İkiside bana acıyarak bakıyorlardı ama ben anlamamıştım bu sefer siyah saçlı olan kadın konuştu:
-boynunu birisi mi sıktı?
Boynuma baktım gerçekten acınacak hâldeydi. Mosmor olmuştu. Neden bana öyle baktılarını şimdi anlamıştım. Ben kem küm etmeye başladım:
-ev-evet...ım... bu neden sizi ilgilendirdi? ve siz kimsiniz?
Sarı saçlı olanı:
-başın tehlikede
-ne? Siz nediyorsunuz
Siyah saçlı olanı sorumu cevapladı:
-başın tehlikede diyoruz ama merak etme biz seni koruyacağız
Ben ayağa kalktım sarı saçlı olanı
-ah! Tatlım sakin ol, lütfen otur
Diğer kadın onu destekledi
-evet, çok doğru
Ben onlara çıkıştım
-siz ne dediğinizin farkında mısınız? Aklınızı falan mı kaçırdınız? Ne koruması... herhalde kafayı yediniz
Siyah saçlı olanı ellerimi tutarak
-bak, Seni anlıyoruz! ama lütfen sen de bizi anla
Derin bir nefes aldım kendimi toparlamaya çalıştım ve konuşmaya başladım
-açıklama yapar mısınız?
-elbette yaparız, bak tatlım bizi sana korumak için gönderdiler ve başının tehlikede olduğunu söylediler. Biz seni koruyabiliriz ama her zaman değil bazı zamanlar senin yek başına kendini koruman lazım.

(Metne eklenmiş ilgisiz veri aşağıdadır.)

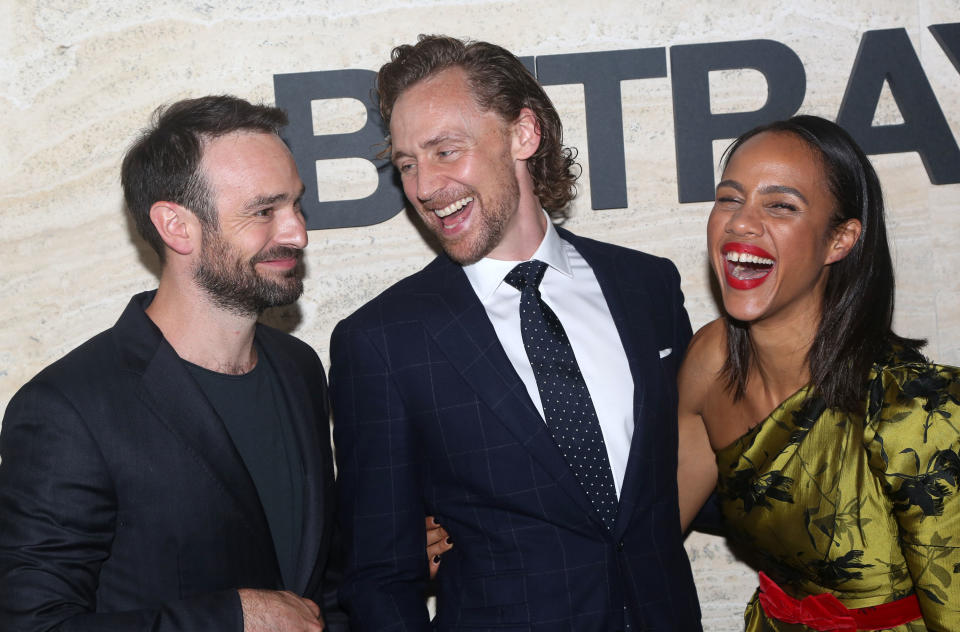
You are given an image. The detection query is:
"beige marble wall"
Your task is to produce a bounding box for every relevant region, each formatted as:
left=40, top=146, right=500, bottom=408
left=0, top=0, right=960, bottom=630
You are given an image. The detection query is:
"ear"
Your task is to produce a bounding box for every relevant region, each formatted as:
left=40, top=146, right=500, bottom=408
left=511, top=108, right=540, bottom=160
left=150, top=202, right=200, bottom=255
left=824, top=219, right=863, bottom=265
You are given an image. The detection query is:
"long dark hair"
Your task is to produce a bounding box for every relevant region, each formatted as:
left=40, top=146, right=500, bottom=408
left=721, top=116, right=926, bottom=412
left=377, top=35, right=580, bottom=219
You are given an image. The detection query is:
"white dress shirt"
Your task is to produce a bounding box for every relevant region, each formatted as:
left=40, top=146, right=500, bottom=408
left=463, top=218, right=633, bottom=498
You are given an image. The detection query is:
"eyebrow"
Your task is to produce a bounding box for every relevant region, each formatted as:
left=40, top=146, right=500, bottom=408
left=717, top=180, right=809, bottom=204
left=244, top=185, right=307, bottom=210
left=390, top=132, right=458, bottom=162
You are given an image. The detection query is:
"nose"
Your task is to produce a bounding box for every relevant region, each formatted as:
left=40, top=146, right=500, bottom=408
left=417, top=161, right=443, bottom=202
left=724, top=201, right=763, bottom=237
left=277, top=207, right=307, bottom=248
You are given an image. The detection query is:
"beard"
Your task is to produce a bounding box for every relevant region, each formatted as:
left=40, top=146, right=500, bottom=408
left=193, top=228, right=304, bottom=316
left=427, top=156, right=520, bottom=265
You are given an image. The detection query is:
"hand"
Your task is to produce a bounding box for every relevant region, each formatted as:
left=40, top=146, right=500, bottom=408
left=237, top=588, right=323, bottom=632
left=425, top=516, right=453, bottom=579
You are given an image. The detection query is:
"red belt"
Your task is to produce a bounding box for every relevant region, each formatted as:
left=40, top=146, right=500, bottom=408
left=759, top=572, right=923, bottom=632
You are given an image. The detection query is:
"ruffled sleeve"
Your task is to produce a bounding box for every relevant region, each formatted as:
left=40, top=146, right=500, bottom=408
left=864, top=362, right=960, bottom=630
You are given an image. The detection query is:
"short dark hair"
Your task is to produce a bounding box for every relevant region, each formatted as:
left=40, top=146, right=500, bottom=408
left=120, top=95, right=287, bottom=261
left=377, top=35, right=580, bottom=219
left=722, top=115, right=926, bottom=412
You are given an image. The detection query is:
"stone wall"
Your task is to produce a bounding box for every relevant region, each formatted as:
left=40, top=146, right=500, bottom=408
left=0, top=0, right=960, bottom=630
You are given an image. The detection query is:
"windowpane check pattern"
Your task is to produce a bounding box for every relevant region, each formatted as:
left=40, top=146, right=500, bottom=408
left=504, top=260, right=617, bottom=531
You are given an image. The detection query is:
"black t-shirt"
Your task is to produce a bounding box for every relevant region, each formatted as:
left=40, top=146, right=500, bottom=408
left=184, top=349, right=303, bottom=588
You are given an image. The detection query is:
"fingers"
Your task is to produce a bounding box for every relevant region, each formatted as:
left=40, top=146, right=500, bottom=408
left=425, top=516, right=450, bottom=544
left=426, top=516, right=453, bottom=579
left=238, top=588, right=324, bottom=632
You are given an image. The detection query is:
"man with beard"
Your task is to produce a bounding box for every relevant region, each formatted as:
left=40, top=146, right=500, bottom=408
left=0, top=96, right=344, bottom=632
left=331, top=36, right=700, bottom=632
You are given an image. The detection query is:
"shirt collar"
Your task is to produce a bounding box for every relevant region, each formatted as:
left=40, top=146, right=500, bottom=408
left=463, top=211, right=573, bottom=301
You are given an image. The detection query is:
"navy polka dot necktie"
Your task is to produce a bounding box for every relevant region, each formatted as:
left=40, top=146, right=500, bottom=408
left=504, top=261, right=617, bottom=531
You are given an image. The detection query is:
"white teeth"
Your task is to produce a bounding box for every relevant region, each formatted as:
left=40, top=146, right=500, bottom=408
left=725, top=250, right=773, bottom=266
left=433, top=197, right=473, bottom=217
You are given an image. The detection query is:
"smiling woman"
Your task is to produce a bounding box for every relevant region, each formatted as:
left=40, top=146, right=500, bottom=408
left=678, top=116, right=960, bottom=632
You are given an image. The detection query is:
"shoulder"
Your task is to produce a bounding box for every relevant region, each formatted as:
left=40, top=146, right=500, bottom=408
left=334, top=254, right=458, bottom=336
left=864, top=354, right=960, bottom=474
left=24, top=329, right=127, bottom=400
left=866, top=352, right=960, bottom=425
left=678, top=318, right=727, bottom=412
left=557, top=226, right=677, bottom=272
left=557, top=228, right=682, bottom=300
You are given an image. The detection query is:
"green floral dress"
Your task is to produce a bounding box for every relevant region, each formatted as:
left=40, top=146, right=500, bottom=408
left=717, top=354, right=960, bottom=632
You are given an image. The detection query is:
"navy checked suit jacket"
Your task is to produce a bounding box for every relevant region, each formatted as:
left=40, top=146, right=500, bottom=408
left=0, top=292, right=344, bottom=632
left=331, top=229, right=700, bottom=632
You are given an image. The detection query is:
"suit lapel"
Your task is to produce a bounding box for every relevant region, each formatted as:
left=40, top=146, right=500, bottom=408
left=115, top=293, right=280, bottom=564
left=421, top=255, right=603, bottom=525
left=258, top=327, right=332, bottom=594
left=558, top=229, right=664, bottom=536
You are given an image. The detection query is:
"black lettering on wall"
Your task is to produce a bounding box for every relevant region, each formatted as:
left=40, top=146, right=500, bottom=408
left=670, top=40, right=807, bottom=202
left=536, top=48, right=667, bottom=209
left=837, top=29, right=960, bottom=184
left=273, top=70, right=403, bottom=230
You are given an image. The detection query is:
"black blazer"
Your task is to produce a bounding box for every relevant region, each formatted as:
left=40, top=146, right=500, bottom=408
left=331, top=231, right=700, bottom=632
left=0, top=292, right=344, bottom=632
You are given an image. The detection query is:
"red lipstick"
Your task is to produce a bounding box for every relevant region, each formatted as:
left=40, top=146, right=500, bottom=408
left=720, top=242, right=775, bottom=290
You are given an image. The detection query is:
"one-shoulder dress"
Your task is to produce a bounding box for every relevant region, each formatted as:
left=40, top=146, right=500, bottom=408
left=717, top=352, right=960, bottom=632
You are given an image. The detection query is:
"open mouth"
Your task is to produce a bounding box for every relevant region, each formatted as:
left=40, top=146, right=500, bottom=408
left=721, top=243, right=776, bottom=290
left=432, top=196, right=473, bottom=229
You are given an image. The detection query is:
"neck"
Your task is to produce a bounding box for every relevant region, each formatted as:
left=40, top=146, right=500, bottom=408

Etrafında seni düşman olarak gören pek çok kişi var
-ama neden ve kim?
-kim olduğunu söyleyemeyiz çünkü bunu senin öğrenmen gerek
İyice kafam karışmıştı tekrar soracaktım ki fırsat olmadı. Siyah saçlı olanı saatine baktı diğeriyse endişelenmişti ikisi birden,
-ah! Hayır
Diye bağırdı ve birden kayboldular. Her yerde onları aradım ama yoktular. Acaba hayal mi görmüştüm? Birden içeri bir polis girdi
-hey, sen ne yapıyorsun!
-ben,ım...
Kolumdan kabaca tuttu beni sürükleyerek bir odaya götürdü içeride yine bir polis ve şişko bir adam vardı. Şişko adam oturmuş belgeleri inceliyordu. Beni zorla getiren polis konuşmaya başladı
-komutanım, bu kız nasıl oldu bilmiyorum ama odasından çıkmıştı
O anda jeton yeni düşmüştü. Demek ki o şişko adam komutanmış ve hepsine hükmediyormuş. Komutan bana baktı
-evet küçük, birde senden dinleyelim olayı
Şimdi anlatsam bana inanmazlardı, anlatmasamda beni suçlarlardı şimdi ben ne yapacaktım. O anda polislerden biri:
-a! Bu bizim kabadayıyı yere seren kız değil mi?
Diğerleri de ona katıldı:
-evet, evet ta kendisi
Komutan sert bir sesle:
-vay! Gerçekten de güçlü bir kızmışsın o zaman bedelini de ödeyebilirsin
Polislerden biri:
-bunu ona yapamassınız! O daha çok küçük
Komutan:
-ama bak ne kadar güçlü
Dedikten sonra bana döndü
-hemen götürün!
ŞİMDİ OKUDUĞUN
EFSANE
غموض / إثارةanlatılmaz yaşanır, derler ya bu kitapta anlatılamayan okunan türlerden...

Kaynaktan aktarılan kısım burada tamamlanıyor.